DUOS CONTRASTÉS OU TON SUR TON

 » The Reveal  » ( » la révélation « ) joue la carte du contraste. Les parures mêlent l’opacité dense et profonde des pierres dures (le jade noir, le jade vert, l’opale rose, la dumortiérite – bleue, on la confond parfois avec le lapis-lazuli – et la chaorite) avec l’extraordinaire transparence et brillance des pierres précieuses (le saphir, le rubis et l’émeraude) ou des pierres fines (citrines, aigues-marines, morganites, quartz et améthystes). Taillées avec grand art par des artisans triés sur le volet, leurs facettes renvoient des milliers d’éclats et de reflets.  » Nous n’avons pas peur d’oser, poursuit Albert Boghossian, et de proposer des oppositions audacieuses de matières et de couleurs inédites, par exemple le lapis-lazuli incrusté dans le rubis ou l’aigue- marine incluse dans une turquoise. Regardez aussi cette paire de boucles d’oreilles bicolores. D’un côté, une perle rose incrustée d’un saphir de Padparadja orangé, de l’autre, une perle orangée avec un diamant jaune. Nous recherchons la difficulté et non la facilité. « 

Le thème  » The Shine « , en revanche, exalte la brillance. Les pierres fines s’associent dans un subtil contraste ton sur ton : quartz et tourmaline roses, prasiolite verte et tourmaline verte, améthyste claire et améthyste foncée. Puissantes sans jamais être tapageuses, les parures expriment une formidable inventivité et créativité. Leur réalisation  » à l’ancienne « , minutieuse et irréprochable, apporte une dimension supplémentaire. Albert Boghossian est toujours le  » père  » du concept. Imprégné par la tradition et la culture orientale, indienne ou byzantine, il trouve parfois son inspiration dans la beauté d’une pierre exceptionnelle, mais le plus souvent il réinterprète un motif chatoyant d’une étoffe ancienne, un détail d’une fresque ou encore un détail architectonique somptueux. Une équipe de dessinateurs prend le relais puis des artisans chevronnés d’un atelier de joaillerie à Genève,  » creusent  » délicatement et avec une patience infinie les pierres soigneusement sélectionnées pour y loger le  » c£ur  » en pierre précieuse ou en pierre fine et souligner ainsi les contrastes, les transparences et les subtilités chromatiques.

NOUVEAUX MATÉRIAUX

Pour commencer, la marque Bogh-Art fut commercialisée de manière confidentielle, en Europe, mais aussi lors des expositions à Riyad, à Bahreïn, à Hongkong ou au Qatar. Depuis 2008, une boutique aux tonalités taupe et améthyste nichée au sein du Grand Hôtel Kempinski, à Genève, sert d’écrin à ces joyaux allègres et sensuels. Une autre ouvrira ses portes dans le courant 2012, après la rénovation de fond en comble d’un bel espace, situé rue de Rhône,  » la place Vendôme  » de Genève. Roberto Boghossian a des projets imminents à Londres, tandis que Ralph Boghossian a inauguré, en novembre dernier, une boutique à l’hôtel Conrad,  » le  » palace bruxellois.

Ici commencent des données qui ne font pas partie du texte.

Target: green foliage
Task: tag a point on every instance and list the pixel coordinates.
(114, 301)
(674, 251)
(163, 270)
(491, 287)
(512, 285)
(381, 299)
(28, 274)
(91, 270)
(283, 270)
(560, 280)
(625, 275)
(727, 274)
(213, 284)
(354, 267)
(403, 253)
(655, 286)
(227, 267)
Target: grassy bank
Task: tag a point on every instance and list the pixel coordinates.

Sans renier le passé, les jeunes frères Boghossian sont bien décidés à poursuivre l’art de l’incrustation, ADN de la marque. Toutefois, leur regard se focalise, aussi, sur les nouvelles technologies et les matériaux high-tech nobles et précieux. La fibre de carbone, par exemple. Parcourue de reflets grisés, ultralégère et soyeuse, elle se distingue par une extraordinaire sensation de douceur. Ralph Boghossian a opté pour un anneau, d’une forme presque immuable, décliné en bague, en bracelet ou en boucles d’oreilles. Il s’est offert une petite fantaisie en faisant incruster, au centre, un ruban de minuscules diamants. Autre courant : la fibre de titane. Fine comme un pétale de fleur, elle est légèrement irisée et translucide. Dans cette série, surgissent des papillons en vol (portés en pendentif) ou des fleurs stylisées (sur des bagues). Toutes les pièces mettent en avant leurs carats et rayonnent de motifs abstraits. Des bijoux innovants, aboutis et insolemment poétiques.

(*) Exposition Art is the answer !, artistes et designers libanais contemporains, du 29 mars au 2 septembre prochain.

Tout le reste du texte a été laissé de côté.